In this study, relative mtCN was determined in cervical exfoliated cells from 591 cervical cancer patients and 373 cancer-free controls. We found that median mtCN in the patients was significantly higher than that in the controls. After adjustment for age and HPV types, a higher level of mtCN remained associated with increased odds of having cervical cancer, and there was a dose-response effect of mtCN on cervical cancer. The results suggest that mtCN alterations may be implicated in cervical carcinogenesis and might represent a potential biomarker for this malignancy.
To date, few studies have investigated the association between mtDNA abundance and cervical cancer. Based on tissue samples, Warowicka et al. showed that total mtCN was cumulatively increased in high-grade squamous intraepithelial lesion (n = 30) and cervical cancer (n = 29), compared to that in low-grade lesion samples (n = 29) [29], whereas Kabekkodu et al. reported a lower level of mtCN in cervical cancer tissues (n = 20) than in cervicitis samples (n = 10) [30]. Small sample sizes and different cancer stages might partly explain the inconsistency. Moreover, neither of the studies detected HPV infection, which is a pre-requisite for cervical cancer. In fact, cervical exfoliated cells are collected in cytology-based cervical screening and may also be a source of molecular biomarkers indicative of neoplastic changes in the underlying tissue. In the current study, for the first time we determined HPV types and mtCN in cervical exfoliated cells from cervical cancer patients and healthy controls. We found that mtCN in cervical cells was positively associated with cervical cancer after adjustment for age and HPV types. However, given the relatively weak association with cervical cancer, a combination with other biomarkers, such as E6/E7 mRNA, p16INK4a-Ki-67, and HPV integration [31, 32], may improve the prediction of cervical cancer risk for HPV-positive women. Furthermore, many epidemiological studies have explored the association of mtCN in peripheral blood leukocytes with different types of cancer, leading to quite conflicting results [33]. It is also unclear whether the variation of mtCN in blood can really reflect the etiology of a specific cancer.
High-risk HPV infection may cause a series of mitochondrial dysfunction by accelerating the production of ROS [34, 35]. Warowicka et al. observed that both mtCN and ROS were increased during cervical cancer development [29]. Although HPV infection usually does not mount an inflammatory response, viral oncogenes can induce a chronic ROS response.
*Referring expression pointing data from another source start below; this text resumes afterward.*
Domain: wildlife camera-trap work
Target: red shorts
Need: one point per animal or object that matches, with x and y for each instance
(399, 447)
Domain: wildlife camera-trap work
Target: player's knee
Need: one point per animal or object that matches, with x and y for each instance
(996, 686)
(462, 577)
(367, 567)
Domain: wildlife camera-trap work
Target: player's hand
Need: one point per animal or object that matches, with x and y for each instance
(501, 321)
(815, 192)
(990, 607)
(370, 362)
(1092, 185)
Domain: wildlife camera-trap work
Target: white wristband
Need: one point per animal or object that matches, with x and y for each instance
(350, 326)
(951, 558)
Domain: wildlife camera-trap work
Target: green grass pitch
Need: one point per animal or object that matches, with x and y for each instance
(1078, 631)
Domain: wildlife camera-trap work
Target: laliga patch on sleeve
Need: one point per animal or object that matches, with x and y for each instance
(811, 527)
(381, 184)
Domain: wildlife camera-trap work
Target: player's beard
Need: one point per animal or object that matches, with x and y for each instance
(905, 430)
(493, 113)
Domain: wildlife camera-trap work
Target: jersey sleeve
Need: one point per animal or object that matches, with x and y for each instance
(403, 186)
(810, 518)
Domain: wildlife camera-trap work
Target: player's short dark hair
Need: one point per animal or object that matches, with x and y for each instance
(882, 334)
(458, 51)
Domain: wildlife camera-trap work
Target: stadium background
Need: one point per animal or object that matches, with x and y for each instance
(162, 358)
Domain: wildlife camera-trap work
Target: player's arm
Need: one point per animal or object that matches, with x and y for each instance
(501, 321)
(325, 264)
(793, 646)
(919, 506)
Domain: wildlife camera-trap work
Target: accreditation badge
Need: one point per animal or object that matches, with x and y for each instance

In vitro studies showed that the expression of E6*, a truncated isoform of HPV16 E6 protein, increased ROS levels in cervical cancer cells [24]. HPV16 E6 and E7 proteins can also evoke a ROS response via NOX2 oxidase activation [25]. Additionally, HPV18 E2 protein has been demonstrated to localize to mitochondrial membranes and augment mitochondrial ROS production without cell death, whereas low-risk HPV6 E2 exhibits very low interaction to mitochondria [36]. Increased ROS are thought to cause mtDNA injuries and initiate mtDNA replication to counterbalance functional defects in impaired mitochondria [37, 38]. Another possibility is that specific genetic events in the D-loop region, i.e., the non-coding mtDNA region which contains crucial elements for replication, may lead to the up-regulation of mtDNA replication [16]. Due to major roles of normal mitochondria in energy production, metabolism, and apoptosis, the accumulation of mtDNA alterations may contribute to the pathogenesis of cervical cancer.
Furthermore, several studies point out that tumor suppressor p53 can regulate mtCN and mitochondrial biogenesis [39, 40], inhibit the mitochondrial damage induced by ROS [41], and participate in the regulation of mitochondrial respiration [42]. High-risk HPV E6 protein has the ability to induce p53 degradation via the ubiquitin-proteasome pathway. [43, 44]. Consequently, high-risk HPV E6 may disorder the p53 functions and thereby cause mtCN alterations. The interplay of HPV, p53, ROS, and mitochondria warrants further investigations to uncover the mechanism underlying cervical cancer.
Although this study suggests a potential role of mtCN in cervical carcinogenesis, several limitations should be addressed. First, due to the retrospective nature of a case-control study, a causal relationship remained to be established. Second, among the controls, only those with HPV16/18 positivity underwent colposcopy and showed normal findings. A possibility of cervical precursor lesions in the remaining controls cannot be completely excluded. Finally, although the interaction between mtCN and HPV types was statistically nonsignificant, our interaction analysis was possibly underpowered.